My sweet husband only had to witness one such storm to kick start his solution-orientated mind. After the dust settled, I found him online frantically googling "toddler tantrums." He didn't have much luck so the next day I headed out to pick up Dr. Harvey Karp's, The Happiest Toddler on the Block. After some research of my own, I'd learned Karp's book was beloved by both parents and critics.

Well, that was earlier this week and so far I've read about half the book. I've found the material and research fascinating. Karp begins by educating parents on the mechanics of the toddler brain. He explains how immature it still is, struggling for language and logic, especially when it's upset. He goes on to give tips for communicating with anyone who's upset (toddlers included) and most notably reminds us to listen and repeat, rather than rush to distract and hush away their feelings.

So I'm anxious to finish the book. Although parts of it are clearly aimed at 3 and 4 year-olds, I've been able to put a few ideas into practice and I think we're seeing some positive results. I'll share more after I've utilized the strategies for a period of time.

Hope you are all having cozy, cuddly January days. We are in it. In the heart of winter. Over Christmas, I turned to my dad on a particularly frigid day and asked "Who lives like this? What sort of extremists exist in such conditions?" Although I love a snowy day, I hate the below zero stuff. It makes my bones ache and my mind numb. Today I'm dreaming about the hot, heavy days of summer.

Wednesday, January 6, 2010

home from the holidays

We are finally back in New York after a wonderful holiday break in Minnesota! Well, most of it was wonderful. Theodore did get a pretty nasty ear infection and Ryan did a lot of scurrying back and forth across the country, but all in all it was a great holiday.

Highlights of our time at home:

1.) First night back in Minnesota, cuddled up in bed, staring out at the soft, still, snow-covered lake. The shoreline alive with the swaying shadows of leafless branches dancing in the yard.

2.) Decorating yummy cookies at my dad's house with he and his wife, Maria. My brother and I managed to quietly slip through childhood without ever decorating Christmas cookies so it was a treat (no pun intended) to start this tradition. Note to Self: For at least the next couple years Teddy may be better utilized as a cookie taste tester rather than cookie decorator.

3.) Having my husband home for four days in a row! He'd worked every single day since Thanksgiving, so when I picked him up at the new train station on the 23rd we were SO EXCITED! Four full uninterrupted days together! Teddy's ear infection also fell over that time so it was a Godsend to have him home with us.

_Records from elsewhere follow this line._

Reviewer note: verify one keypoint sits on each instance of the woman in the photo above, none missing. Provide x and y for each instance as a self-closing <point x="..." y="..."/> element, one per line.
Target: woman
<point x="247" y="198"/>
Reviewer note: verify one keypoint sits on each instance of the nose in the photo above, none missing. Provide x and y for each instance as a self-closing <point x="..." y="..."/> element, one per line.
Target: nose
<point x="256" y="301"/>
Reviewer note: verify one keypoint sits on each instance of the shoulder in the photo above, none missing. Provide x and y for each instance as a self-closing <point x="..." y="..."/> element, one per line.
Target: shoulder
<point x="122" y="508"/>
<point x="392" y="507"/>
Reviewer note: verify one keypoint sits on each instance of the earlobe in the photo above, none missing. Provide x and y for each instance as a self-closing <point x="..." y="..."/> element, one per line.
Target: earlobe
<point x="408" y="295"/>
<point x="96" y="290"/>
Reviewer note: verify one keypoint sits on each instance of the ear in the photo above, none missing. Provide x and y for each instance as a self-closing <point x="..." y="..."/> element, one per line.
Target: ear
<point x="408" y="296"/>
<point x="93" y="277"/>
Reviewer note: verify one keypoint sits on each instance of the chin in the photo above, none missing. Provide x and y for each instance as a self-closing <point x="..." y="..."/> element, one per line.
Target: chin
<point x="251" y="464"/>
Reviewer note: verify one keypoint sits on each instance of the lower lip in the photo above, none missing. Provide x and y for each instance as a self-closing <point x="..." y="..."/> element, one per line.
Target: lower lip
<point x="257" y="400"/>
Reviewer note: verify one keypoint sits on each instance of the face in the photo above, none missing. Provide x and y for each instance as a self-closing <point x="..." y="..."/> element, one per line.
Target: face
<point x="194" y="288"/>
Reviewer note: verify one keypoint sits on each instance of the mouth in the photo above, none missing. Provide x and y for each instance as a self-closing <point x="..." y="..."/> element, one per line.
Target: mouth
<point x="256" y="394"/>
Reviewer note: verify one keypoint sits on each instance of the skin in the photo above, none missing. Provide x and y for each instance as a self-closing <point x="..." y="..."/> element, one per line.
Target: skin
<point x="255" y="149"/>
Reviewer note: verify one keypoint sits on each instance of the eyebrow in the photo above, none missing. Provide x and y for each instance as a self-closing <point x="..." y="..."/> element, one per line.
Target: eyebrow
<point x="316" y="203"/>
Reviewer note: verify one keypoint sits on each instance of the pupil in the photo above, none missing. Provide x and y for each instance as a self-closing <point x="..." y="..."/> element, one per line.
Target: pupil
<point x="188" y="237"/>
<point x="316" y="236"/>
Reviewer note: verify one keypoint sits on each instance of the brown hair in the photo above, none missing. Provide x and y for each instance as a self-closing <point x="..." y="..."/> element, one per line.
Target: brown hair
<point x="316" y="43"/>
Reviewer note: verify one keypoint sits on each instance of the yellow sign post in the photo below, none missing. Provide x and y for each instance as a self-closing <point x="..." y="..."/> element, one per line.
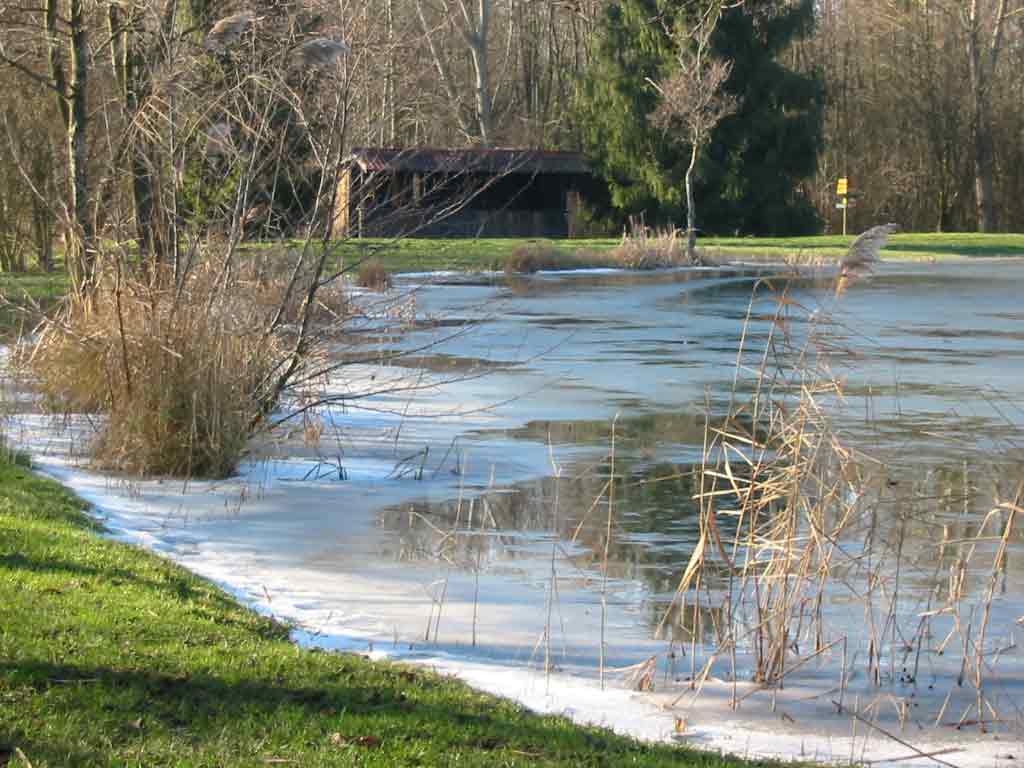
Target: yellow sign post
<point x="843" y="190"/>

4.) Completing my first quilt. Over Thanksgiving I started a quilt for Kelly's growing bambino. With lots of support from my wonderful in-law's, I finished just in time for her shower. It was a challenging project...picking out fabrics, deciding on placement, but it was so fun! I also got to spend lots of time with my lovely mother-in-law as she patiently gave tips, helped re thread the bobbin, and simply kept me company during a few late nights. A special project for a baby that is already so loved and fantastic time spent learning the craft with Ryan's mom.

5.) Helping to host Kelly's shower. We tried to create a vintage theme centered around old family china, teacups, platters, table clothes, and aprons. All the guests wore an apron and we talked about all the ways they can be used by a dry little hands, wipe away a tears, or hide a shy child. It all came together beautifully and everyone seemed to have a great time! Most importantly, it was a special day set aside to celebrate mother and baby as they are much too far away from us most of the time.

Hope you all had a lovely holiday season too! I did want to mention, I finished The Guernsey Literary and Potato Peel Society over Christmas and found it to be such a charming story. If you haven't read it yet, go pick it up!